Eco-somatics is a relational process whereby healing happens over time, at the speed of trust (Rev. Jennifer Bailey), and within circles of kinship that grow through seasons of change and cycles of integration. By intentionally engaging the senses in relationship to the ecology of place we invite awareness to take up more space into the landscape of our bodies and slowly call back instinctive ways of being.

Put more simply, eco-somatics seeks to:

  • nurture ones sense of purpose, vitality and belonging to place (Land/Waters).

  • expand ones felt sense of self to include the wider ecological web of relationships.

  • restore ones ecological identity (sense of purpose and place) and intelligence (sense of relational responsibility).

  • heal the wound of separation (spirit/matter split).

  • repair disconnection from self (mind/body split).

  • intentionally engage the senses in relationship to the ecology of place

  • invite awareness back into the living landscape of the body and slowly call back instinctive ways of being.

  • support nervous system regulation and re-patterning.

  • nurture self trust and create space to listen to ones in nature wisdom.

  • deepen ones sense of belonging, reverence and responsibility to place (Land/Waters).
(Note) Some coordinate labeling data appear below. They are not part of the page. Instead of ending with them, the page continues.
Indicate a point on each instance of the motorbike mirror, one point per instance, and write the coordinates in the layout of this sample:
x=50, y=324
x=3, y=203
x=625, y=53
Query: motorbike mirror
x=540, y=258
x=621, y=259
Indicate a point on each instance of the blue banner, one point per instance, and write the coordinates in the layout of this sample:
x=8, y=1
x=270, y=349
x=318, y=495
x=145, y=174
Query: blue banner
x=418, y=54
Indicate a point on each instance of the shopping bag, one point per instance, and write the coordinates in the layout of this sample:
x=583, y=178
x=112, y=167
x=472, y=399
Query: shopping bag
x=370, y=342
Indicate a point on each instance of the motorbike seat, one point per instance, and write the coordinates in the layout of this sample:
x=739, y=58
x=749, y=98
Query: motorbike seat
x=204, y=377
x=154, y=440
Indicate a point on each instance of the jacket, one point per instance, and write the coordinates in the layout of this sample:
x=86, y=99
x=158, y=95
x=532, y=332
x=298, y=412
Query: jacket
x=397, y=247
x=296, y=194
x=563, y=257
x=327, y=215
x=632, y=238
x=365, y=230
When was the last time you felt fully alive? What words would you use to describe the uniqueness of that experience? Was there an over-arching feeling or sensation? Where were you and what were the conditions that gave rise to the feeling of utter aliveness? How was this moment different from any other?

It wouldn’t surprise me in the least if the first question brought you back to a moment in nature. When we feel alive, we are sensually open and receptive to being empathically moved, touched and responsive to the greater body of earth (or to other beings), to whom we belong. Ecosomatics is all about coming back to life and supports the cultivation of an ancient (embodied) way of knowing/being that dissolves our sense of separation and isolation. It acknowledges the indivisibility of self from nature, and gives voice to the elemental interrelationships that make up the fabric of our co-existence.

Our human body is a microcosm of earth’s body. That is to say, every being is a mode of the earth and an expression of consciousness in form. We are each but a strand in the relational tapestry of existence spanning the arc of space and time all the way back to the beginning wherein the first moments our universe moved toward creating relationships. Our being here arises from the evolutionary need for connection and relational reciprocity. David Abram, in his book Becoming Animal, beautifully captures this idea:

“Caught up in a mass of abstractions… it is all too easy for us to forget our carnal inherence in a more-than-human matrix of sensations and sensibilities. Our bodies have formed themselves in delicate reciprocity with the manifold textures, sounds, and shapes of an animate earth – our eyes have evolved in subtle interaction with other eyes, as our ears are attuned by their very structure to the howling of wolves and the honking of geese… We are human only in contact, and conviviality, with what is not human.” [1]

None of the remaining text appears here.